NGAWI – Sejumlah petani di Kabupaten Ngawi mulai menerapkan sistem pertanian ramah lingkungan berkelanjutan. Salah satu langkah yang dilakukan adalah dengan memanfaatkan Mikroorganisme Lokal (MOL) sebagai pupuk organik alternatif pengganti pupuk kimia.
Di Desa Sukowiyono, Kecamatan Padas, para petani tampak mengumpulkan bahan-bahan organik seperti bonggol pisang, sisa sayuran, dan urin ternak untuk difermentasi menjadi MOL. Upaya ini dilakukan sebagai respon atas tingginya harga dan keterbatasan pupuk kimia yang kerap dikeluhkan petani dalam beberapa musim tanam terakhir.

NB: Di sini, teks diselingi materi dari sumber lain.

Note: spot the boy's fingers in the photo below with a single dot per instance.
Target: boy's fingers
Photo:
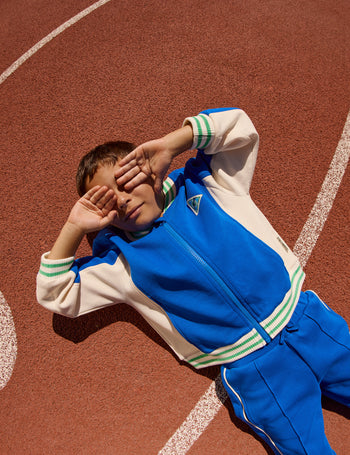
(125, 168)
(137, 180)
(129, 157)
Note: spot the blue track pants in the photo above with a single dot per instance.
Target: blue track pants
(278, 389)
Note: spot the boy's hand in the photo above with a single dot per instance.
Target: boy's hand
(94, 211)
(151, 159)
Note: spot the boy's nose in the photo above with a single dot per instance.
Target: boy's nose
(122, 201)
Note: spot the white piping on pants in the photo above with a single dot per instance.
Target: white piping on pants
(245, 415)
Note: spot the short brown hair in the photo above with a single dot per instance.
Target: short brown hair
(108, 153)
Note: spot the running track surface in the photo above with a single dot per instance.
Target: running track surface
(106, 383)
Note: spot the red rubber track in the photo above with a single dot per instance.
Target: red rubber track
(106, 383)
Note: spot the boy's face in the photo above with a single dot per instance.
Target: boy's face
(136, 209)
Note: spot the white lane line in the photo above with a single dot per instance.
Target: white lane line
(8, 342)
(324, 201)
(11, 69)
(210, 403)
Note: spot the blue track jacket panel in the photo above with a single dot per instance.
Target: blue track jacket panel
(212, 277)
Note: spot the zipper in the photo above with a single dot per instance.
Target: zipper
(218, 281)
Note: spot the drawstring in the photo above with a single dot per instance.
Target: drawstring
(289, 328)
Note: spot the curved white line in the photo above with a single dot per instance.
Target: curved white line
(8, 343)
(11, 69)
(209, 404)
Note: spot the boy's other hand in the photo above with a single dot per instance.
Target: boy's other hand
(151, 159)
(94, 211)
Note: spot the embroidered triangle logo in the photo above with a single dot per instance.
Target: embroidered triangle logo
(194, 202)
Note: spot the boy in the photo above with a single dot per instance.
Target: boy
(206, 269)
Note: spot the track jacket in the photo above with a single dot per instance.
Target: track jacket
(212, 277)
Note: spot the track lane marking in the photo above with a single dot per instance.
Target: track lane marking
(8, 342)
(11, 69)
(212, 400)
(8, 339)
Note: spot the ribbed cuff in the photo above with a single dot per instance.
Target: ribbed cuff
(52, 268)
(203, 130)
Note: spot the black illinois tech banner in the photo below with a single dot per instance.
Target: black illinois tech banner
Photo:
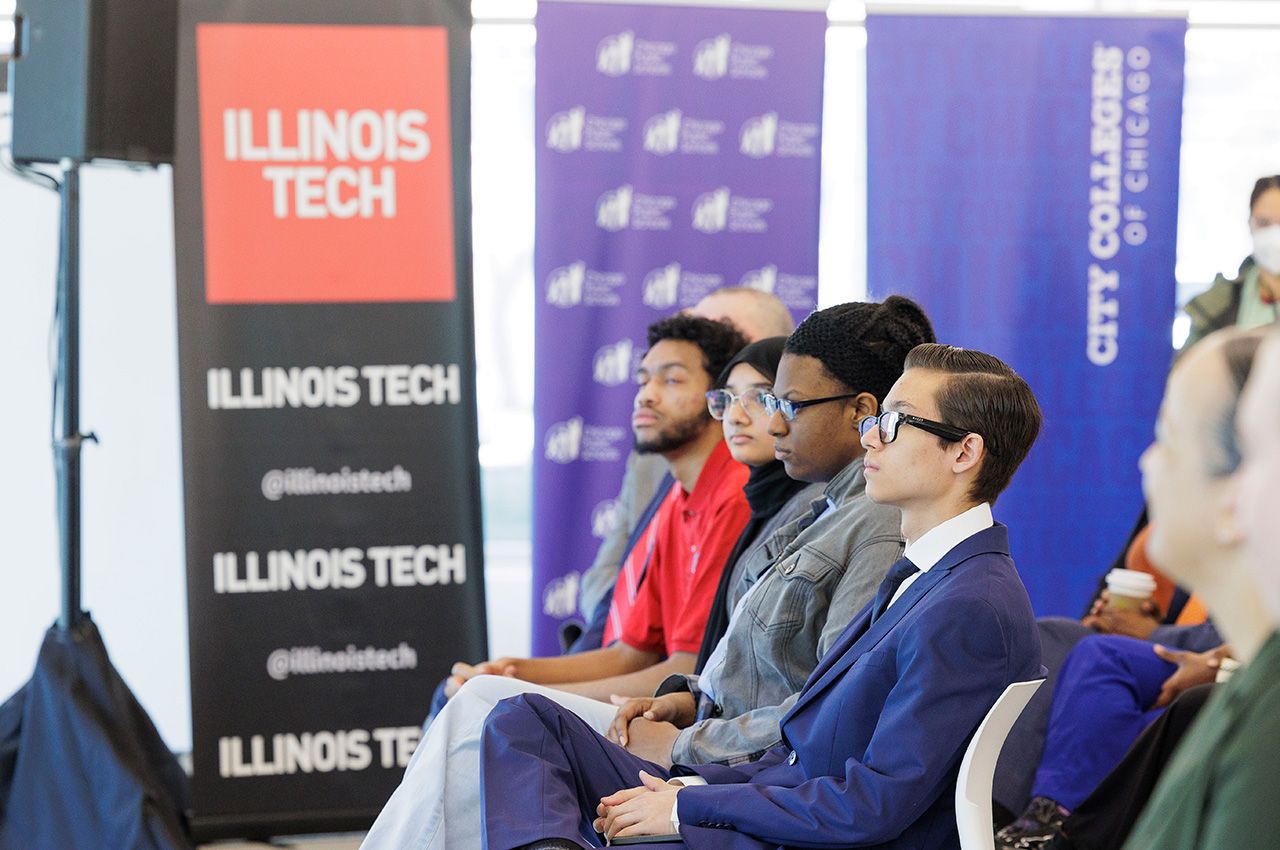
(328, 397)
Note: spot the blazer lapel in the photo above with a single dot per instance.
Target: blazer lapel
(862, 635)
(869, 635)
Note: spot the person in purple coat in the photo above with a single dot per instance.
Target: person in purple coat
(869, 753)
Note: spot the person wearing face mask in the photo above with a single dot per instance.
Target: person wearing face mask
(1251, 298)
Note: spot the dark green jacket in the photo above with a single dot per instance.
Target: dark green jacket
(1221, 789)
(1217, 306)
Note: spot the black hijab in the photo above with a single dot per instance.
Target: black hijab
(767, 489)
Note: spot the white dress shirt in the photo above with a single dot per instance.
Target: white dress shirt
(942, 538)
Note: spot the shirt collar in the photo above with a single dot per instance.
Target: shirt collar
(947, 535)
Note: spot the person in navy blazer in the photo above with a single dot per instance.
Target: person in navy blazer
(869, 753)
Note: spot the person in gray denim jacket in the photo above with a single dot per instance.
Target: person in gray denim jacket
(799, 589)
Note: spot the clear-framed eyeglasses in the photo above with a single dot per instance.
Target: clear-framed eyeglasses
(891, 420)
(718, 402)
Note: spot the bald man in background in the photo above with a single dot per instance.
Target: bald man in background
(757, 315)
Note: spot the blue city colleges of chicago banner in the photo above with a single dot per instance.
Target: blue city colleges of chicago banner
(677, 152)
(1023, 186)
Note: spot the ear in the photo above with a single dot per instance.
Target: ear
(968, 453)
(1224, 503)
(862, 406)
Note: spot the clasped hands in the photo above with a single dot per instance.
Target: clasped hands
(648, 726)
(644, 809)
(461, 672)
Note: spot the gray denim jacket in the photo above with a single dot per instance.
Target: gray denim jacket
(821, 570)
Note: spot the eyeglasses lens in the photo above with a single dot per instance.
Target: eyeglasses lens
(753, 402)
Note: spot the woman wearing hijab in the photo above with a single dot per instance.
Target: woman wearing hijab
(775, 498)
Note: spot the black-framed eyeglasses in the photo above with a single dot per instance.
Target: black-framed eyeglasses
(789, 408)
(891, 420)
(718, 402)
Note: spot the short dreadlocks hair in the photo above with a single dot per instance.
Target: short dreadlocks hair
(718, 341)
(863, 344)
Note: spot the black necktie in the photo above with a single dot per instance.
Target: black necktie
(897, 574)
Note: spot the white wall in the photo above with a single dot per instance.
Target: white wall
(133, 571)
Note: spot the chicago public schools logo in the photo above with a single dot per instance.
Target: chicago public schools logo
(565, 129)
(563, 441)
(763, 279)
(759, 136)
(565, 284)
(613, 209)
(613, 54)
(711, 58)
(560, 597)
(612, 365)
(711, 211)
(662, 287)
(662, 133)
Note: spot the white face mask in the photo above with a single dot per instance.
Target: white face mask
(1266, 247)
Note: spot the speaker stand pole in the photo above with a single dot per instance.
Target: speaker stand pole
(67, 448)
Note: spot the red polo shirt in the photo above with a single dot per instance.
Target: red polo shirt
(696, 531)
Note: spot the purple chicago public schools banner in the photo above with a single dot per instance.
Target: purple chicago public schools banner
(1023, 186)
(677, 152)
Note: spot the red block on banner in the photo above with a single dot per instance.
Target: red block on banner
(325, 163)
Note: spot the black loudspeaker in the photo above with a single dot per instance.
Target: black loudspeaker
(94, 80)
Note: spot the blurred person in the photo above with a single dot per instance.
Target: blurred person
(1249, 298)
(871, 748)
(1220, 789)
(1114, 686)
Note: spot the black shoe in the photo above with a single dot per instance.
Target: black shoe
(1034, 828)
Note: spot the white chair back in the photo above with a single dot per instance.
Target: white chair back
(978, 767)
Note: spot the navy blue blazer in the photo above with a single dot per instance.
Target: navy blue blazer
(872, 746)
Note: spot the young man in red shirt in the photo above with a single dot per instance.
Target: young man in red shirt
(681, 556)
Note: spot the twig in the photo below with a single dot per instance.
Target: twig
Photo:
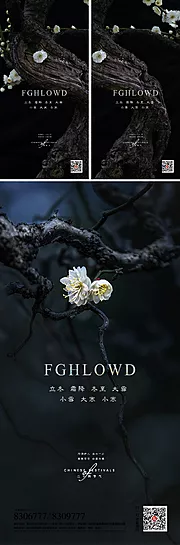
(124, 206)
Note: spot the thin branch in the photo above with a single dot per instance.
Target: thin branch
(125, 206)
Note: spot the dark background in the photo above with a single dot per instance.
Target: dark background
(19, 126)
(162, 60)
(144, 330)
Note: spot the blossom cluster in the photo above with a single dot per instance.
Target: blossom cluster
(80, 289)
(171, 17)
(11, 80)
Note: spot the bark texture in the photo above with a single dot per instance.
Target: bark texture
(62, 70)
(122, 70)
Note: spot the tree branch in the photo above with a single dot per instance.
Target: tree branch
(124, 206)
(19, 246)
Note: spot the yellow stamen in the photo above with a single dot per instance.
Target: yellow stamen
(101, 290)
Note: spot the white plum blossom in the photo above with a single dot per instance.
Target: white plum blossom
(77, 285)
(115, 29)
(11, 80)
(99, 56)
(14, 77)
(156, 29)
(80, 290)
(100, 290)
(6, 79)
(156, 10)
(56, 29)
(148, 2)
(172, 17)
(40, 56)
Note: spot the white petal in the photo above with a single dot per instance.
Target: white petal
(64, 280)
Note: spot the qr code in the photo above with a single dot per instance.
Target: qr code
(168, 166)
(76, 166)
(155, 518)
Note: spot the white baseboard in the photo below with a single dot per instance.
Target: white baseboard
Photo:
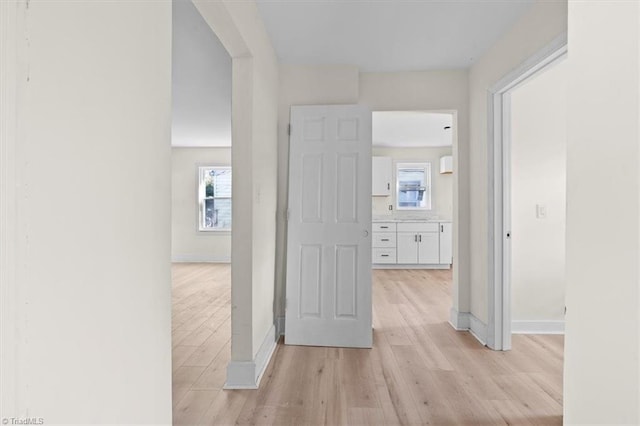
(396, 266)
(247, 374)
(199, 258)
(459, 320)
(280, 326)
(466, 321)
(537, 327)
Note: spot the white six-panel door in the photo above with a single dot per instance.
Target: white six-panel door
(329, 227)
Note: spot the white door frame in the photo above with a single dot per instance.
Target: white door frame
(499, 174)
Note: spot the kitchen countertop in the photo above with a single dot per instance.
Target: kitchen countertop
(395, 219)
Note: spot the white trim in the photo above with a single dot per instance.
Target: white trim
(498, 329)
(537, 327)
(478, 329)
(10, 23)
(404, 266)
(280, 321)
(247, 374)
(199, 258)
(466, 321)
(459, 320)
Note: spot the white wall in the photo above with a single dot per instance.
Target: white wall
(187, 243)
(92, 251)
(201, 80)
(545, 21)
(441, 184)
(602, 374)
(255, 169)
(538, 176)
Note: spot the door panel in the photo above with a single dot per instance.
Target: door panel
(446, 243)
(329, 228)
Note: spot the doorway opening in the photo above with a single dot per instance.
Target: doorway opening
(536, 217)
(414, 194)
(202, 195)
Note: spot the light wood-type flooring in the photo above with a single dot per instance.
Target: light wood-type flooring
(420, 370)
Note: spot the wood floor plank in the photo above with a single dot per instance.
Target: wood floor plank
(420, 370)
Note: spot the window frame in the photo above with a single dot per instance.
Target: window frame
(426, 165)
(201, 172)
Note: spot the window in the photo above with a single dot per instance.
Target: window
(413, 186)
(214, 198)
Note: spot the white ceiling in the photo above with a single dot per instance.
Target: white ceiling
(201, 82)
(412, 129)
(387, 35)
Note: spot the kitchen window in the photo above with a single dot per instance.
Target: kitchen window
(413, 186)
(214, 198)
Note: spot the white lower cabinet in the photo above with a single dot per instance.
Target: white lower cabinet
(446, 243)
(407, 247)
(412, 243)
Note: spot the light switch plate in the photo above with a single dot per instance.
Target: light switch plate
(541, 211)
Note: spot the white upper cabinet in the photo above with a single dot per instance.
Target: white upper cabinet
(381, 176)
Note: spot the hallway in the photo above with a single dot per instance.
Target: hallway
(420, 370)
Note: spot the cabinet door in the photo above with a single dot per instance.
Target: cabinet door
(407, 247)
(381, 176)
(446, 243)
(428, 248)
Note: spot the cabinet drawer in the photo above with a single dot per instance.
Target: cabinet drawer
(419, 227)
(383, 255)
(384, 239)
(383, 227)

Suji, salah satu petani setempat, menjelaskan bahwa MOL kini menjadi solusi utama untuk menjaga produktivitas tanaman padi tanpa harus bergantung pada pupuk kimia. Bahkan, menurutnya, hasil panen dengan pupuk organik tidak kalah memuaskan dibandingkan penggunaan pupuk kimia.
“Bahan-bahannya gampang dicari di sekitar kita, seperti bonggol pisang, sisa sayuran, dan urine ternak. Setelah dicacah dan difermentasi, hasilnya bisa langsung dipakai untuk menyuburkan tanaman,” terang Suji.
Proses pembuatan MOL dilakukan dengan mencacah bahan-bahan organik menggunakan mesin pencacah, lalu difermentasi dalam drum tertutup bersama urin hewan ternak seperti sapi, kambing, atau kelinci. Hasil fermentasi ini digunakan langsung saat musim tanam, khususnya pada musim tanam kedua yang saat ini tengah berlangsung.
Selain menekan biaya produksi, penggunaan MOL juga diyakini mampu menjaga kesuburan tanah dalam jangka panjang dan mendukung ekosistem pertanian yang lebih lestari. Kesadaran petani akan pentingnya pertanian ramah lingkungan disebut terus meningkat, seiring dengan terbukanya akses informasi dan pelatihan pertanian organik.
Dengan pendekatan ini, para petani di Ngawi berharap bisa lebih mandiri dan tidak lagi terlalu bergantung pada pasokan pupuk subsidi dari pemerintah.